Sweden supports the use of batteries and shore power to reduce emissions
The Swedish government is helping finance a demonstration project integrated with two new tankers under construction in China that will enable ships to eliminate emissions upon arrival and departure from port, as well as during dockside operations. Terntank builds the ships with batteries, while the Port of Gothenburg is also making a one-of-a-kind facility to provide shore power to tankers when they are docked.
Terntank told Swedish media outlet Sjöfarts Tidningen that the Swedish Environmental Protection Agency, through its investment fund Klimatklivet dedicated to continuing efforts to reduce emissions, has awarded a grant for the hybrid solution. In addition to the dual-fuel machines that can run on liquid biogas or natural gas, the two new 15,000 dwt tankers will each be equipped with a DC Link battery storage system and shore power connections. The battery pack will provide 420 kW of power and can also serve as a back-up power source when the vessel is at sea.
According to the company, the combination of these systems will eliminate emissions from auxiliary machinery when maneuvering to port and handling cargo. Line executives told the outlet they plan to save about 1,000 operating hours per year for auxiliary machinery, resulting in an estimated combined reduction of more than one million carbon dioxide equivalents from batteries and shore power.

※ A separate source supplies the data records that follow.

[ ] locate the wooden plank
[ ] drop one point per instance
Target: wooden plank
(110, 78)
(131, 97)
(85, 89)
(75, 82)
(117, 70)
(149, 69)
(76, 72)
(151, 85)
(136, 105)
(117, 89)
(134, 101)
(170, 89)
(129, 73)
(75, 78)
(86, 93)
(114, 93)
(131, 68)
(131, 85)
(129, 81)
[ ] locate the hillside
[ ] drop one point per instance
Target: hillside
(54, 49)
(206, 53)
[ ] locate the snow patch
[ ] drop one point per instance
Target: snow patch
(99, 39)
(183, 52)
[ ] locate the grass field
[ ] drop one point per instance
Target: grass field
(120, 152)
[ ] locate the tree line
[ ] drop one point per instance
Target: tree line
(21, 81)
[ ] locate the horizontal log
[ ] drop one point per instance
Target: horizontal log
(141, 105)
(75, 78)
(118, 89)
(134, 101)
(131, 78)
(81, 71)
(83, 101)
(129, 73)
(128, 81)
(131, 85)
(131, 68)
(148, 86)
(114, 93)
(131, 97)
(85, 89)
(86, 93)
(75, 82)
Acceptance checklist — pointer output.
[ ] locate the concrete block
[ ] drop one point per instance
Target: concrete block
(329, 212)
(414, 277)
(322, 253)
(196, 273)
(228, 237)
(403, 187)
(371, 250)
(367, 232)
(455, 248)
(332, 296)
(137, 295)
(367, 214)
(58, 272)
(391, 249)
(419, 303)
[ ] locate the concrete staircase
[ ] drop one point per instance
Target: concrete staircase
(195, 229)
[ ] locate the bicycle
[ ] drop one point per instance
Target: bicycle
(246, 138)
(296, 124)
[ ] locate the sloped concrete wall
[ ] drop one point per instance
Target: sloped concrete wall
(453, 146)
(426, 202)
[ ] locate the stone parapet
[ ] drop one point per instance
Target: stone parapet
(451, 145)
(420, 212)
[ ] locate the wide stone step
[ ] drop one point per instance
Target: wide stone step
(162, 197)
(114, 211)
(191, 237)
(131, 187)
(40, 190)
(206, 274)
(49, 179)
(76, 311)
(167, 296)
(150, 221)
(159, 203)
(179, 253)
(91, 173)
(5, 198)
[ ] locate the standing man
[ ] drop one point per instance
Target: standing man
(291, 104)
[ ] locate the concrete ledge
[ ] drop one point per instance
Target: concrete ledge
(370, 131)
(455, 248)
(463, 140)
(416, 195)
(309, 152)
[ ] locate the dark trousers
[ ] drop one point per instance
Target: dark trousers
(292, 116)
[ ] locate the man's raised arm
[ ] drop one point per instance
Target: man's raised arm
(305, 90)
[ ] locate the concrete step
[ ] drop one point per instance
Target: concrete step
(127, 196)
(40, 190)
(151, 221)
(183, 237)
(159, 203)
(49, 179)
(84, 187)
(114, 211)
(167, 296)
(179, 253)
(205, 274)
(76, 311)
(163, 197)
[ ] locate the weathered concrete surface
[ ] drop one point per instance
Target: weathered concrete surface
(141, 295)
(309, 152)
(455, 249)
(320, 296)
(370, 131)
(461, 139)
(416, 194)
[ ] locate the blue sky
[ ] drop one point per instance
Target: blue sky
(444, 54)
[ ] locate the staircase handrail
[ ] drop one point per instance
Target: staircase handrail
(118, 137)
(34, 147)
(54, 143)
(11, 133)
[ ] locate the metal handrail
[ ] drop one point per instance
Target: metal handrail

Both tankers are built by China Merchants Jinling Shipyard in Yangzhou. Construction of the first began in late 2020 and the second in May 2021. Each of the vessels will be 482 feet long and will operate in the Baltic and North Seas.
The shore power supply will be part of the Energy Port initiative in Gothenburg, which will expand its shore power grid to meet the needs of tankers. According to port officials, “The Energy Port will be the first energy port in the world with this particular offer. It is estimated that the shore power supply at the Energy Port will reduce the carbon emissions of ships by 1,800 tonnes per year.
Gothenburg oil terminal to start supplying shore power in 2023 (Gothenburg port)
The investment in shore power to the energy port of the port of Gothenburg is also partly funded by Klimatklivet, which has granted the port more than $ 1 million to support the expansion of its shore power network to to meet the high power demands of oil tankers. Shore power will be available at the oil terminal in 2023. The port of Gothenburg was one of the first ports in the world to offer shore power to ships. Onshore electricity is now available at the Stena Line berths and at two of the berths at Roro Terminal in Gothenburg.
The port of Gothenburg is also part of a larger initiative announced by a grouping of northern European ports to extend and coordinate their shore power supplies. The aim is to provide consistent shore power technology, allowing container ships moving between ports to have a compatible system for all their operations in the port.
There is growing interest in the use of batteries to provide near operating power from more segments of the shipping industry. North Sea and Baltic Sea ferry operators, among others, are working to incorporate this capability into new builds.